Utilization of the mouse and zebrafish to characterize BBS3/ARL6 function in the retina
Visual impairment and blindness have far reaching implications for society. In 2002 a study by the World Health Organization (WHO) found that 161 million people worldwide suffered from visual impairment, making vision loss and blindness not only a personal burden but also a global burden. Hundreds of individually rare, but collectively common Mendelian disorders can cause blindness. One of those disorders is a heterogeneous syndromic form of retinal degeneration, Bardet-Biedl Syndrome (BBS). A pleiotropic disorder, BBS is characterized by obesity, retinitis pigmentosa, polydactyly, renal abnormalities, hypogenitalism and cognitive impairment. In addition, BBS is also associated with an increased susceptibility to hypertension, diabetes mellitus and heart defects. Although BBS is a rare disorder in the general population, some components of the BBS phenotype, such as obesity, diabetes and blindness, are common in the general population. BBS is a syndromic form of retinitis pigmentosa (RP), a retinal disease characterized by the degeneration of rod and cone photoreceptors.

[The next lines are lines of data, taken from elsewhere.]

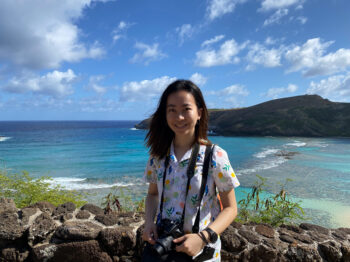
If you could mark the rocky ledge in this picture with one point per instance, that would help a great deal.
(43, 232)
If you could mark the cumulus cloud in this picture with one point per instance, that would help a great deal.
(226, 54)
(145, 90)
(260, 55)
(119, 32)
(268, 5)
(310, 58)
(276, 92)
(213, 40)
(218, 8)
(198, 79)
(276, 17)
(336, 88)
(42, 35)
(94, 84)
(147, 54)
(185, 31)
(230, 95)
(55, 84)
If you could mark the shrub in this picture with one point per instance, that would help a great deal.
(274, 210)
(26, 190)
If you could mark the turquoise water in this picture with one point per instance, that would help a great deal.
(96, 155)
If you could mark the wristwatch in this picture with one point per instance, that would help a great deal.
(213, 237)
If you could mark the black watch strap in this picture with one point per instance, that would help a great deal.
(213, 237)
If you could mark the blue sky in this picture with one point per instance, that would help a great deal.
(111, 60)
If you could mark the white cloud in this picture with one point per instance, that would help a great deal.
(310, 58)
(336, 88)
(149, 53)
(121, 28)
(198, 79)
(259, 55)
(94, 84)
(226, 54)
(276, 17)
(213, 40)
(268, 5)
(276, 92)
(229, 96)
(145, 90)
(185, 31)
(55, 84)
(41, 35)
(218, 8)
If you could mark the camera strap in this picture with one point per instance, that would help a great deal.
(190, 174)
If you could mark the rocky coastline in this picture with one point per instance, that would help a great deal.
(43, 232)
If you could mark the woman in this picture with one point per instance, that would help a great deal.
(179, 128)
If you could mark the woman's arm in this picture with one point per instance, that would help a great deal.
(150, 230)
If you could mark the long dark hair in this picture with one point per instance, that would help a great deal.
(160, 136)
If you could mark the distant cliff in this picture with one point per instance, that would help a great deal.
(306, 115)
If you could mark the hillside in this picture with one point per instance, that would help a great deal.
(306, 115)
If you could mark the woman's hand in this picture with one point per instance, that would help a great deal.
(150, 233)
(191, 244)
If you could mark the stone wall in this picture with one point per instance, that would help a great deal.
(42, 232)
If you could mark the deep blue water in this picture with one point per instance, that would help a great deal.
(102, 154)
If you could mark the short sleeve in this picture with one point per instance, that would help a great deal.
(224, 176)
(150, 175)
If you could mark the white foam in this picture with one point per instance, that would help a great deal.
(78, 184)
(275, 162)
(4, 138)
(296, 143)
(266, 152)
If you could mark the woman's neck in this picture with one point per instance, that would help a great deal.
(181, 145)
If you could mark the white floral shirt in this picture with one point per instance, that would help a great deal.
(220, 175)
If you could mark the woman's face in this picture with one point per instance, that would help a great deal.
(182, 113)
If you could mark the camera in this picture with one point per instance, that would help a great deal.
(168, 230)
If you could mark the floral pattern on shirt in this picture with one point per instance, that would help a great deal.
(220, 176)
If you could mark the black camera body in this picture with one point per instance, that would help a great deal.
(168, 230)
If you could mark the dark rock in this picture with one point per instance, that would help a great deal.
(230, 241)
(78, 230)
(13, 255)
(83, 251)
(262, 253)
(44, 206)
(251, 237)
(108, 220)
(346, 253)
(293, 228)
(340, 234)
(236, 225)
(41, 228)
(345, 229)
(313, 227)
(10, 228)
(287, 238)
(64, 209)
(83, 214)
(92, 209)
(266, 231)
(26, 213)
(330, 251)
(7, 205)
(118, 241)
(302, 254)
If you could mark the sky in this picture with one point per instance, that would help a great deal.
(111, 60)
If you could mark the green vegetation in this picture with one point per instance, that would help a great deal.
(275, 210)
(26, 190)
(120, 200)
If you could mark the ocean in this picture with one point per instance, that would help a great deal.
(102, 156)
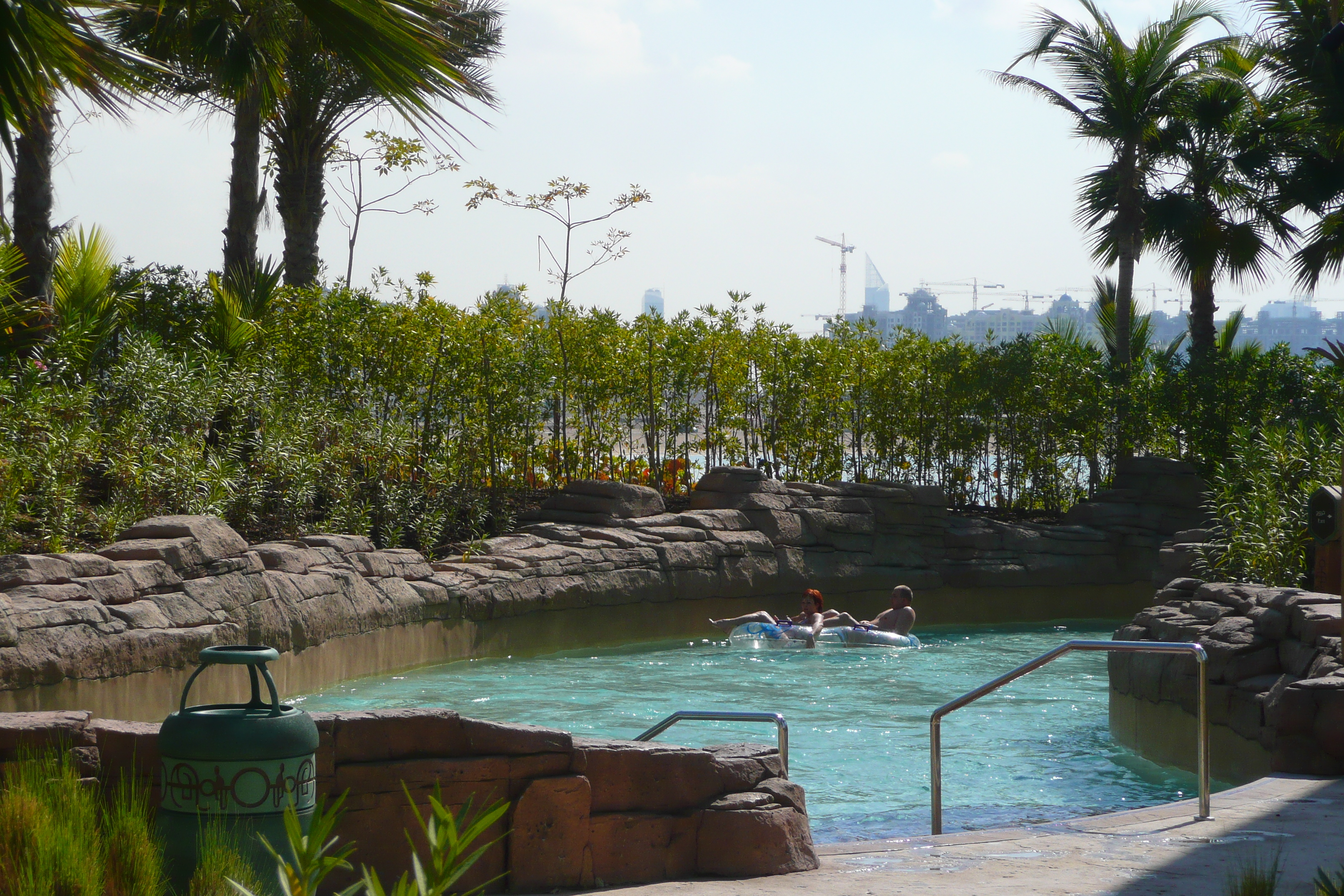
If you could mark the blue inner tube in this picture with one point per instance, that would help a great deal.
(765, 636)
(865, 637)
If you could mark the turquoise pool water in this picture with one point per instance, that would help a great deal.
(858, 719)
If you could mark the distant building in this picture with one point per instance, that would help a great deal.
(877, 305)
(1296, 323)
(877, 295)
(1168, 327)
(1004, 323)
(924, 315)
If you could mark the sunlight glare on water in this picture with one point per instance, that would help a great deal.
(1037, 750)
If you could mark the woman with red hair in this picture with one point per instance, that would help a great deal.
(812, 614)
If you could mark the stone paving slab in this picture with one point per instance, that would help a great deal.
(1159, 851)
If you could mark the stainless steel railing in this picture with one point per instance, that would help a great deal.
(781, 726)
(1117, 647)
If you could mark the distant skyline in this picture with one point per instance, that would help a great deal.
(756, 127)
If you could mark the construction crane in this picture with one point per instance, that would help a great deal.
(965, 281)
(1027, 296)
(845, 250)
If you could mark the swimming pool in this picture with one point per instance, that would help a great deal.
(1038, 750)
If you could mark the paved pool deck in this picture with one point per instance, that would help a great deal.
(1145, 851)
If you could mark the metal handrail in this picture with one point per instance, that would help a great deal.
(781, 727)
(1117, 647)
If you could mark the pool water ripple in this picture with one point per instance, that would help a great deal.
(1039, 750)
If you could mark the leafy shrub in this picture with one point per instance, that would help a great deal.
(1260, 496)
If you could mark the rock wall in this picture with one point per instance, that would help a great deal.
(171, 586)
(586, 812)
(1276, 694)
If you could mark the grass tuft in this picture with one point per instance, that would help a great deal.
(1256, 876)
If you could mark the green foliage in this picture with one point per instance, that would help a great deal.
(452, 840)
(89, 300)
(1260, 496)
(219, 860)
(57, 836)
(135, 860)
(310, 858)
(1329, 884)
(1256, 876)
(412, 421)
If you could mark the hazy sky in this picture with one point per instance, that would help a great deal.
(756, 125)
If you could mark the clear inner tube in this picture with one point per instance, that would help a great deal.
(764, 636)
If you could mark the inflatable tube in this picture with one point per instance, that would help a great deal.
(763, 636)
(851, 637)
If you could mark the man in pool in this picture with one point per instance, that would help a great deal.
(900, 617)
(812, 614)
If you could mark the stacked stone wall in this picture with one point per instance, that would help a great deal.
(1276, 684)
(585, 812)
(171, 586)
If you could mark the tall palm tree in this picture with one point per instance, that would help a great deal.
(324, 96)
(233, 54)
(49, 48)
(1313, 148)
(1117, 94)
(1214, 215)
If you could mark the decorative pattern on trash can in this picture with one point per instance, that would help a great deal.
(252, 788)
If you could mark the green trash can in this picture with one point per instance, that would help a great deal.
(234, 764)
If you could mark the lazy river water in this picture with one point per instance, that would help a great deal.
(1038, 750)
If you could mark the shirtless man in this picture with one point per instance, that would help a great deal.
(811, 616)
(900, 619)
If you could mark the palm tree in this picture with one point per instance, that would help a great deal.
(1214, 217)
(49, 48)
(1312, 80)
(1119, 94)
(232, 57)
(324, 96)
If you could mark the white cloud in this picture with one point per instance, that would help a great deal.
(723, 69)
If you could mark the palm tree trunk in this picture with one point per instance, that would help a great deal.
(1202, 333)
(300, 195)
(33, 199)
(245, 196)
(1125, 301)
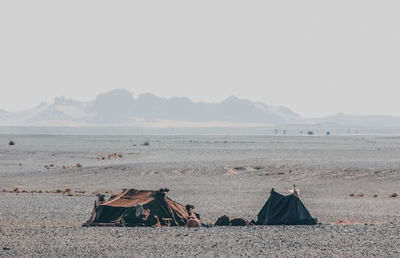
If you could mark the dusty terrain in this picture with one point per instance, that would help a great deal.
(218, 175)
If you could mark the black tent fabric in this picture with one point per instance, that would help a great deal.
(284, 210)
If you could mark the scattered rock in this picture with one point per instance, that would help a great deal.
(192, 223)
(239, 222)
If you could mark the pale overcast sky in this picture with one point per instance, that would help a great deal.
(315, 57)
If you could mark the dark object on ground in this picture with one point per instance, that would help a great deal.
(239, 222)
(142, 208)
(224, 220)
(284, 210)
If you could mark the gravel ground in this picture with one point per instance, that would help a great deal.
(218, 175)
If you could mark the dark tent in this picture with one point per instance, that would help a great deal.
(142, 208)
(284, 210)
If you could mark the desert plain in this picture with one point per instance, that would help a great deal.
(342, 178)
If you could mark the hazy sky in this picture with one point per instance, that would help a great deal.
(315, 57)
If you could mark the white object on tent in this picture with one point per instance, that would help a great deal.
(295, 191)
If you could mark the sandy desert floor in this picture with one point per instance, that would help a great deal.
(218, 175)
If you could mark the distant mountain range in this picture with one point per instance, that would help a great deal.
(120, 108)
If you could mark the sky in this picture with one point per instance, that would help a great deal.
(315, 57)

Our lab has generated several knockout mouse lines as well as a knockin mouse for BBS, and analysis of Bbs2, Bbs4 and Bbs6 knockout mice reveals that these mice have major components of the human phenotype including blindness, obesity, renal cysts and neurological deficits. Additionally, absence of a BBS protein prevents the formation of flagella during spermatogenesis, however; these knockout mice do develop other motile, as well as, primary cilia. Bbs2, Bbs4 and Bbs6 mutant mice initially form photoreceptors, however, the photoreceptors subsequently undergo progressive degeneration as the animal ages resulting in mislocalization of rhodopsin. Interestingly, death of the photoreceptors is preceded by mislocalization of rhodopsin, suggesting that there is a defect in intracellular transport in Bbs mutant mice.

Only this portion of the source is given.